Monday, September 29, 2003

Playing the Part

I have recently discovered the music of Arvo Part. I mean only by that a strictly personal discovery, because his music is well enough known. One good thing about age is that the boundaries that you built up as a kid lose their meaning, so that you become able to contrast apples and pears, and do not feel that one type of music must be a different kind of experience to another.

So for me, the aching space of Part is something akin to the glowering sullen ferocity of the Baroque music I've always loved. Yes, yes, okay, it's not very educated of me to love the Albinoni, the Pachelbel, the easy-to-listen to bits of Bach (I hope you're feeling the wink). Where the Baroque can be full, though, Part is empty, his work an austere vastness. I adore that - you have to reach into it to make it beautiful. You cannot stand outside it. If you do, it's not there enough.
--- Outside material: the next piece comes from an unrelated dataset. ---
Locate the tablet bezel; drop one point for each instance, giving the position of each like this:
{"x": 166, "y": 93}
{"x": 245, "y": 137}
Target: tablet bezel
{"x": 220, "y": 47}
It makes you a partner (no pun intended).

It is even a cousin, albeit a distant one, to the parched figures of Joy Division (particularly the still centres of Unknown Pleasures, maybe the last third of Decades). This whole idea got me thinking. You'd think Kraftwerk were closest to the modern classical music, their repeated motifs, their mechanical quality something akin to the serial composers. But I don't think they are. Their arch commentary on the modern world somehow excludes the listener. It is full. You cannot interpose yourself to complete Kraftwerk, the way you can with Joy Division. It doesn't feel like it was written for you.

To cap the brilliance of his music, he also gets across, in the following quote, the belief that I share that each artist has a limit to their art, no matter how great the bound:
Perhaps there will come a moment, even for the greatest artist, when he will no longer want to or have to make art. And perhaps at that very moment we will value his creation even more--because in this instant he will have transcended his work.